Hi all i'm new to the forum.

I would like to tell you all about a white haired blue eye cat called archie. (archie wasn't deaf).

I adopted Archie from the RSPCA in Birmingham 12 years ago. He had been thrown out of a flat window. RSPCA took him in and rehomed him this is where i come in. I fell in love straight away his pool blue eyes looked up at me and i knew he was the one for me. He was amazing even when my children came along and my lap wasnt always free he never complained , never scratched bit just lay by my feet instead. He became my childrens friends as they grew up. Sadly last wednesday after a very short illness Archie had to be put to sleep as his liver was failing. Nothing i could do between sobs i could here myself saying fix him fix him. He never fought or struggled but just slipped away. He wasnt just my pet he was my friend and companion and i will miss him greatly he was awesome. Thanks for a wonderful 12 years Archie boo


----------



## suzy93074 (Sep 3, 2008)

sorry to hear about your loss - RIP Archiexxxxxx


----------



## biggibear (Nov 12, 2008)

Thanks its very nice of you


----------



## Guest (Nov 12, 2008)

So sorry to hear your sad news - he sounds like he was a lovely cat.

RIP

Lou
X


----------



## PoppyLily (Jan 8, 2008)

RIP litte Archie Boo xx


----------



## biggibear (Nov 12, 2008)

Thank you everybody. Archie was 17 years old so he lived a very full active life, and i have some lovely memories of him. My husband has just got me a BSH ex stud, and he is beautiful, i think he is settling in ok, still a tiny bit jumpy but i think he trusts me as he comes when i call him. The children make him a little edgy but understandable as he was in a home with no cats. The only thing is he hissed and tryed to scratch my husband after he was petting him. I told my husband if you had just moved away from everything you knew and had had your bits cut off only a few days ago, that would make him grumpy.lol. Archie could never be replaced , and i only lost him a week ago today, but Biggi is already loved my myself and the children , and i hope i get another 12 or so years of memories with him.


----------



## gillieworm (Jul 4, 2008)

So sorry to hear about Archie  It sounds like he had a wonderful life with you and your family 

May Biggi bring you as many years of happiness as Archie did


----------



## Sweepsmamma (Nov 4, 2008)

Awwwwww love i am so so sorry to hear your very sad news. I too went through the same ordeal 3wks ago, our Tinka would have been 20yrs old in December.

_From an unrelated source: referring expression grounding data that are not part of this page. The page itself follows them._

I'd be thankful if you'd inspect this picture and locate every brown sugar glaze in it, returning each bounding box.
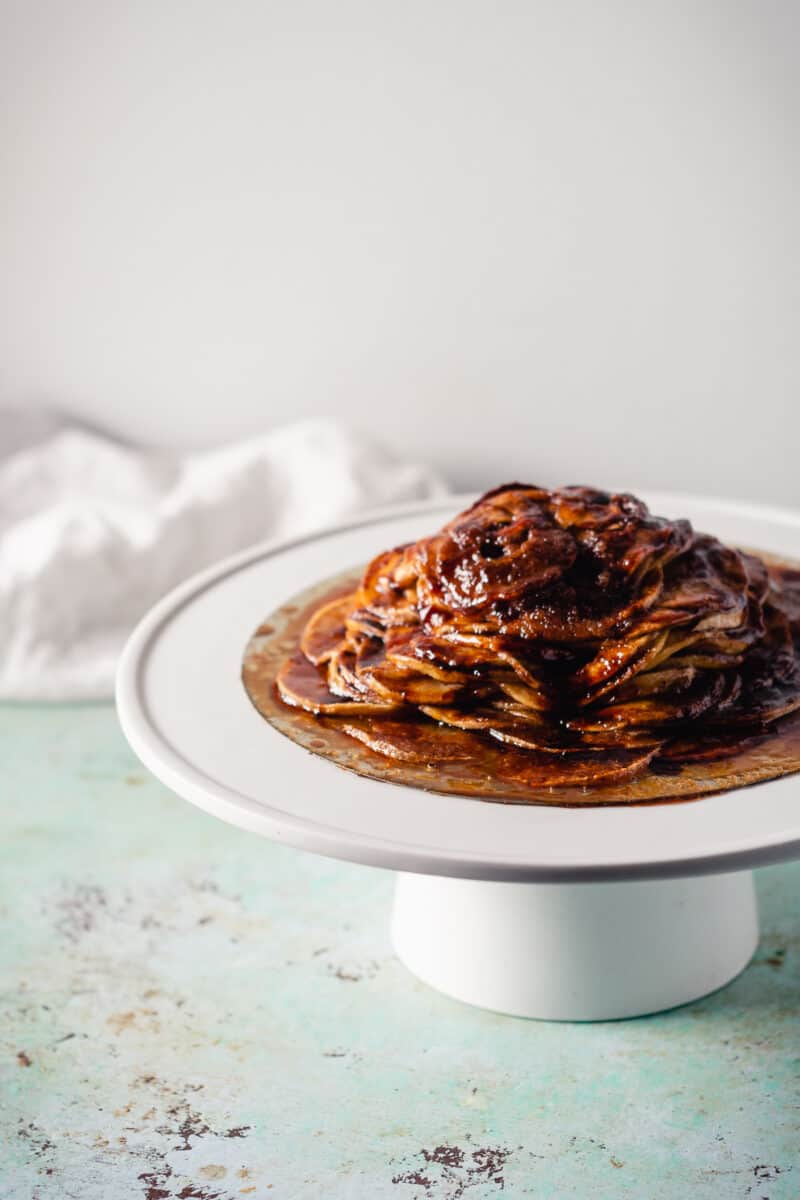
[243,566,800,808]
[242,485,800,807]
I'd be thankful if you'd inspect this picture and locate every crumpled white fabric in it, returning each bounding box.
[0,412,447,700]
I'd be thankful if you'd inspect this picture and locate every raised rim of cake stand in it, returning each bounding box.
[116,492,800,1018]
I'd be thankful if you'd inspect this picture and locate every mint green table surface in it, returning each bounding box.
[1,704,798,1199]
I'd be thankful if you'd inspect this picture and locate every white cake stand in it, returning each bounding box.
[116,493,800,1021]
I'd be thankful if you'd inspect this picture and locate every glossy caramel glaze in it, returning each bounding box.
[243,486,800,806]
[243,584,800,807]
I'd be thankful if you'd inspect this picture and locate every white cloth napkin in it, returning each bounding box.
[0,412,447,700]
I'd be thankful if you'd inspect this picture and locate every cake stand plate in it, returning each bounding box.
[116,493,800,1020]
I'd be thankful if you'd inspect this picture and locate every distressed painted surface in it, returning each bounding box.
[0,704,798,1200]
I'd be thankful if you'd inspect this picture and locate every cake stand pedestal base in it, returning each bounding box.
[392,869,758,1021]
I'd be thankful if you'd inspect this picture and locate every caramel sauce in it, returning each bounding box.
[242,563,800,808]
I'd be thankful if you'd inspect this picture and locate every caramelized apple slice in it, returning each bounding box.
[300,591,357,664]
[340,718,477,763]
[277,654,397,716]
[419,705,497,730]
[499,745,660,788]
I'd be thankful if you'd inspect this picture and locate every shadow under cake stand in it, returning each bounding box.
[116,494,800,1020]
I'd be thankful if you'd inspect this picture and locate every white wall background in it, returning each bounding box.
[2,0,798,502]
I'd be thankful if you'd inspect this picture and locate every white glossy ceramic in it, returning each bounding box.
[116,492,800,1018]
[392,870,759,1019]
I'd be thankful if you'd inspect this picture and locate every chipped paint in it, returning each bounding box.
[1,704,799,1199]
[392,1144,512,1197]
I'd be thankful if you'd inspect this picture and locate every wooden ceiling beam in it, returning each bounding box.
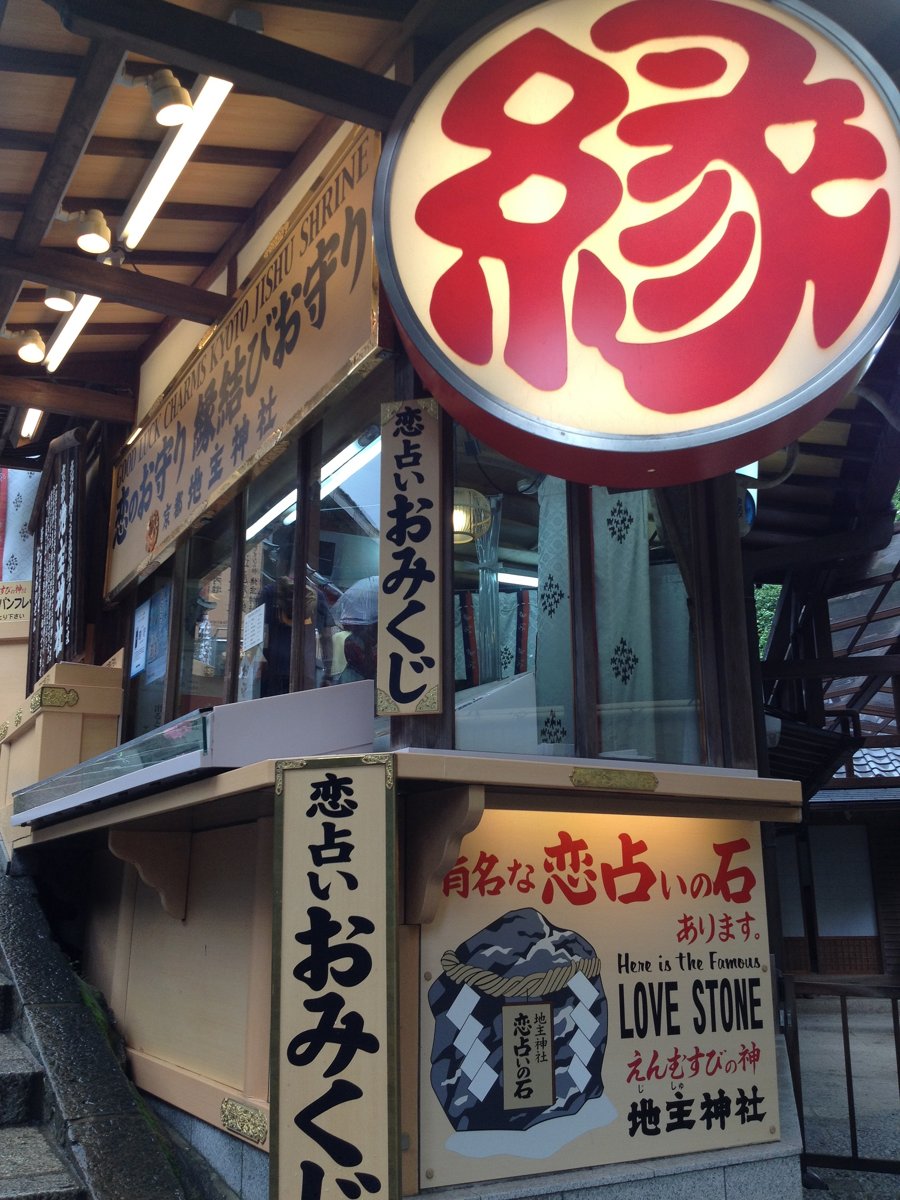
[128,250,214,267]
[0,238,228,323]
[762,654,900,680]
[0,46,83,76]
[139,0,446,360]
[0,39,124,330]
[88,137,292,169]
[46,0,410,130]
[745,512,895,577]
[0,350,137,388]
[0,375,134,424]
[8,321,157,337]
[0,193,249,223]
[0,127,292,169]
[258,0,413,15]
[10,41,125,259]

Thinking of you, condolences to you and your family!!!!!

{{{{{{{{{{ Archie Boo }}}}}}}}}} run free at rainbow bridge sweetheart, hope our Tinks as found you and shown you around xx


----------



## ColeosMummy (Aug 27, 2008)

sorry about ur loss RIP archie x


----------



## biggibear (Nov 12, 2008)

Its nice to see so many people care. Archie was part of my family and i hope he is running around with Tinka and my staffie tyson who i lost 8 years ago.

Thank you everyone for your nice comments


----------



## sylneo (Oct 13, 2008)

I'm really sorry to hear about your loss. I'm sure Archie had a wonderful life and was loved by you and your family. My thoughts are with you.
RIP Archie xx


----------